Não chegou a ser surpresa para ninguém segundo a colunista Malu Gaspar, do O Globo, para quem acompanha os debates no Congresso Nacional, ver o governo Lula ser derrotado nas votações da autorização para a saidinha de presos e do artigo da nova Lei de Segurança Nacional que previa a punição à disseminação de fake news. Era o caminho natural num parlamento dominado pela direita, ainda mais em ano eleitoral.
Já faz tempo que a cúpula lulista compreendeu que, nas “pautas de costume”, não há o que fazer a não ser marcar posição e torcer para não perder de muito. Sempre que entram na ordem do dia, temas como saidinha, demarcação de terras indígenas, descriminalização das drogas ou restrição a fake news vão direto para a coluna dos prejuízos da contabilidade governista.

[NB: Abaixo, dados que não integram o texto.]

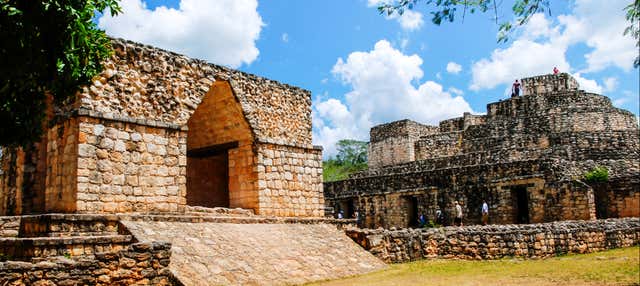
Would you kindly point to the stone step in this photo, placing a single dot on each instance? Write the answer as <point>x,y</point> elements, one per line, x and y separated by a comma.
<point>210,253</point>
<point>29,248</point>
<point>64,225</point>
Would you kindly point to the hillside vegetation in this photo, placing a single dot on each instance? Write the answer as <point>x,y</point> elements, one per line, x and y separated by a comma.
<point>351,158</point>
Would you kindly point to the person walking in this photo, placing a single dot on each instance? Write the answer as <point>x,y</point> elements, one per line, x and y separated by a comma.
<point>458,219</point>
<point>515,89</point>
<point>485,212</point>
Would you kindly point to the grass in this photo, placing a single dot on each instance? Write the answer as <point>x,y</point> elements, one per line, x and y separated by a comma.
<point>612,267</point>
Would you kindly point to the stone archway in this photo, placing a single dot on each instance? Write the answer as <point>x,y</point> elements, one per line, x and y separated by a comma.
<point>220,153</point>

Ainda assim, o placar de cerca de 300 votos a 120 nos dois projetos espantou não só a oposição, que esperava resistência maior, como o próprio Palácio do Planalto, que preferia ter tido uma derrota menos humilhante. Considerando os outros projetos em que o governo perdeu, incluindo os que entraram na pauta de última hora — como a autorização para clubes de tiros perto de escolas —, o resultado foi pior do que até os pessimistas imaginavam.
Está claro, ainda conforme Malu Gaspar, que faltou articulação. A votação das saidinhas e de outros vetos do presidente foi adiada por semanas justamente para que se encontrasse uma uma saída digna, uma vez que já se sabia que não havia chance de vitória. Num determinado momento, os aliados de Lula chegaram a acreditar até que conseguiriam manter as punições às fake news.
Ao final, nem os líderes do PT ajudaram a combater os discursos dos bolsonaristas no plenário. E, apesar de o discurso oficial do governo ser que o resultado já era esperado, na prática começou a haver um ajuste de rota. A partir de segunda-feira, Lula deverá se reunir semanalmente com seus líderes no Congresso e, a seguir, se encontrar mais amiúde com as bancadas da base para tentar alinhar os ponteiros.
Pode melhorar, mas não resolverá.
‘Bancadas da selfie’
A prova disso é o diagnóstico dos governistas, sintomático da sinuca em que o governo se encontra. Os próprios articuladores de Lula admitem não ter força contra o que chamam de “bancadas da selfie”, orientadas pelas redes sociais. É uma forma oblíqua de reconhecer que, se a esquerda governa o país, a direita governa o eleitorado e as redes sociais.
Num Congresso em que os parlamentares se garantem com recursos generosos e obrigatórios para suas emendas, sobra mesmo pouca margem de manobra. É por isso que a estratégia do Planalto na relação com o Congresso tem sido concentrar a energia nas pautas econômicas, em torno das quais se podem obter acordos, e resistir como puder ao avanço dos projetos conservadores.
Por trás dessa estratégia, está a suposição de que basta a economia ir bem para que Lula seja competitivo em 2026. A realidade, porém, desafia essa lógica.
Dados divulgados ontem pelo Instituto Brasileiro de Geografia e Estatística (IBGE) mostram que a soma de todos os salários em circulação na economia aumentou 8% no último ano, e o país gerou 33% mais empregos formais. As previsões de crescimento do PIB são de 2% para este ano, mais que o esperado inicialmente e razoável para um cenário de juros altos. Ainda assim, a popularidade do governo está em baixa, e pesquisas recentes, como a Ipsos, revelam que, para 57% dos brasileiros, o país está na direção errada.
A explicação é mais ou menos consensual: embora desempenho econômico ruim ainda possa ser fatal para a continuidade de um governo, já foi o tempo em que bons resultados garantiam a vitória nas urnas. Fatores ideológicos pesam, indicadores de segurança pública fazem cada vez mais diferença, e manter uma agenda sintonizada com o futuro é essencial.
Lula, porém, mantém postura apenas reativa na segurança. Se agarra a propostas impregnadas de naftalina — como a construção de refinarias na Petrobras, que, além de terem sido foco de corrupção, não contribuem para a necessária transição energética, ou a “celetização” dos motoristas de Uber, que eles mesmos abominam. Como se não bastasse, ainda torce o nariz para os evangélicos e o agronegócio, em vez de buscar algum tipo de aproximação.
O vareio tomado no Congresso é sintoma, e não causa, desse estado de coisas. Para enfrentá-lo de verdade, não adianta apenas melhorar a comunicação, encher a agenda de reuniões ou abrir o cofre para os parlamentares. É preciso, antes de mais nada, desapegar do passado e olhar para os problemas do presente com a cabeça no futuro. Mas talvez seja exigir demais de Lula.